Selecting an equation is the most important step in fitting a curve. The choice cannot be automated.
If your goal is to fit a model in order to understand your data and make comparisons, then choosing a model is a scientific decision that you must make with care. If your goal is to interpolate unknowns from a standard curve, then it matters less which equation you pick, so long as it ends up creating a smooth curve through your data.

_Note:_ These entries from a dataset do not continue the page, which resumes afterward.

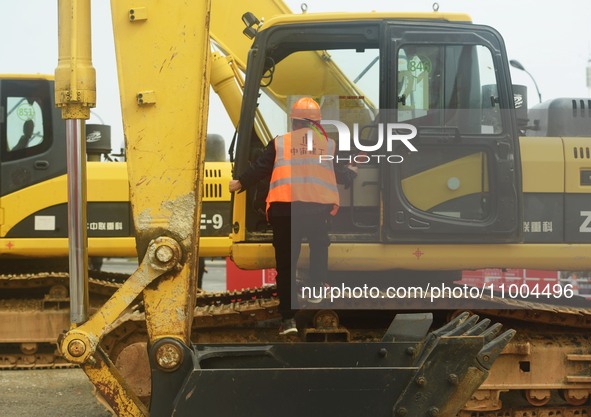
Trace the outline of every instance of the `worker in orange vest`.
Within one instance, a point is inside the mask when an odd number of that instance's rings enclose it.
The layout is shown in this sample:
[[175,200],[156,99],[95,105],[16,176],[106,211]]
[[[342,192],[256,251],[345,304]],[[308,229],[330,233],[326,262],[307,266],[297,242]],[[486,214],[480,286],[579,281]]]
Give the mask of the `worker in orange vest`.
[[269,142],[251,168],[229,185],[230,192],[242,191],[271,176],[266,211],[273,229],[282,335],[297,333],[291,280],[296,276],[302,240],[307,238],[310,245],[307,285],[323,286],[328,270],[330,218],[339,206],[337,180],[348,186],[357,176],[357,168],[333,165],[330,158],[319,157],[334,156],[336,144],[319,123],[320,106],[315,100],[297,100],[290,119],[292,131]]

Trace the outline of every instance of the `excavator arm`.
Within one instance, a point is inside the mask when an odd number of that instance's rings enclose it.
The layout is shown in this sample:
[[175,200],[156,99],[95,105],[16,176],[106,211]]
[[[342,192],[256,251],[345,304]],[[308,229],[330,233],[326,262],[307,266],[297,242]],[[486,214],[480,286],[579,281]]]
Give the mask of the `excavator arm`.
[[188,343],[207,131],[209,3],[113,1],[111,8],[138,256],[161,237],[178,247],[172,249],[178,265],[144,291],[147,316],[168,317],[149,319],[149,333],[152,340],[166,335]]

•Part of choosing a model is choosing constraints. Don't skip that step. For example, if you choose a sigmoidal dose response model, you must decide whether you wish Prism to find the best fit value of the bottom plateau based on the trend of the data. The alternative is to constrain the bottom plateau to equal zero, if you have subtracted off a baseline, or some other value (defined by controls). A computer can't make these decisions for you. Choosing which constraints to apply to your model is a fundamental decision in data analysis that can have a huge impact on the results.
•If you are fitting several data sets at once, part of choosing a model is deciding which parameters you want to share between data sets. When you share a parameter (a choice on the Constrain tab), Prism finds one best-fit value for the parameter that applies to all the data sets. Read more about shared parameters (global fitting).
Check this option in order to interpolate the concentration of unknown samples from the best-fit curve. Learn more.
With this option, Prism will report the Y value for any X values you enter, and the X value for any Y values you enter (including extrapolating in each direction a distance equal to half the length of the X axis).